Ballads
Copies of extant seventeenth-century broadside ballads about William III and Mary II, such as "England's Triumph", "England's Happiness in the Crowning of William and Mary", "A new loyal song, upon King William's Progress into Ireland" and "Royal Courage, King William's Happy Success in Ireland", are housed in Magdalene College's Pepys Library, the National Library of Scotland, and the British Library.

Art

In Dublin city, the display of a white plasterwork horse in the fanlight of a door was believed to denote a household that was Protestant and loyal to the United Kingdom. The horse was a depiction of William's white horse, which he rode during the Battle of Boyne.

In London, an equestrian bronze of the King is to be found in St. James's Square.

Literature
Marjorie Bowen wrote three historical novels about William's life.
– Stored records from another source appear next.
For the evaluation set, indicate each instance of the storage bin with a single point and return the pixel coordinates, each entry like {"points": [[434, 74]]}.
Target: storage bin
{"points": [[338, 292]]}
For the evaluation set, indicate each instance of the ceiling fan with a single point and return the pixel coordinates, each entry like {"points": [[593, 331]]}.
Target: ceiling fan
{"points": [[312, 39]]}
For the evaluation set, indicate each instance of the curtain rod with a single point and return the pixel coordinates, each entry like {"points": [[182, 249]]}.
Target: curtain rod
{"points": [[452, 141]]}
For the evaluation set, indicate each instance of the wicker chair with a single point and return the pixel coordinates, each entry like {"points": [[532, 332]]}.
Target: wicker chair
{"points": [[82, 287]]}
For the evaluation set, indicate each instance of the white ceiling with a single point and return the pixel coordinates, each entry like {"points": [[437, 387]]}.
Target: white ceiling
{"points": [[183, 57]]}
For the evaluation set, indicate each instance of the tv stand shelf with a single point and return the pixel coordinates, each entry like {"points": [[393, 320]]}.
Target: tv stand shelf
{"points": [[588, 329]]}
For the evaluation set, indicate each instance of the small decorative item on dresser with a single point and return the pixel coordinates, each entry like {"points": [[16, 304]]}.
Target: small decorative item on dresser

They are I Will Maintain (1910), Defender of the Faith (1911), and God and the King (1911).

Film
William III of England has been played on screen by Bernard Lee in the 1937 film The Black Tulip, based on the novel by Alexandre Dumas, père.
Henry Daniell in the 1945 film Captain Kidd.
Olaf Hytten in the 1952 film Against All Flags.
Thom Hoffman in the 1992 film Orlando, based on the novel by Virginia Woolf.
Corin Redgrave in the 1995 film England, My England, the story of the composer Henry Purcell.
Bernard Hill in the 2005 film The League of Gentlemen's Apocalypse.
Egbert-Jan Weber in the 2015 film Michiel de Ruyter.

Television
Alan Rowe in the 1969 BBC drama series The First Churchills.
Laurence Olivier in the 1986 NBC TV mini-series Peter the Great.
Jochum ten Haaf in the 2003 BBC miniseries Charles II: The Power & the Passion.
George Webster in Versailles (2015).

Theatre
Carl Prekopp in the 2015 premiere of the play Queen Anne.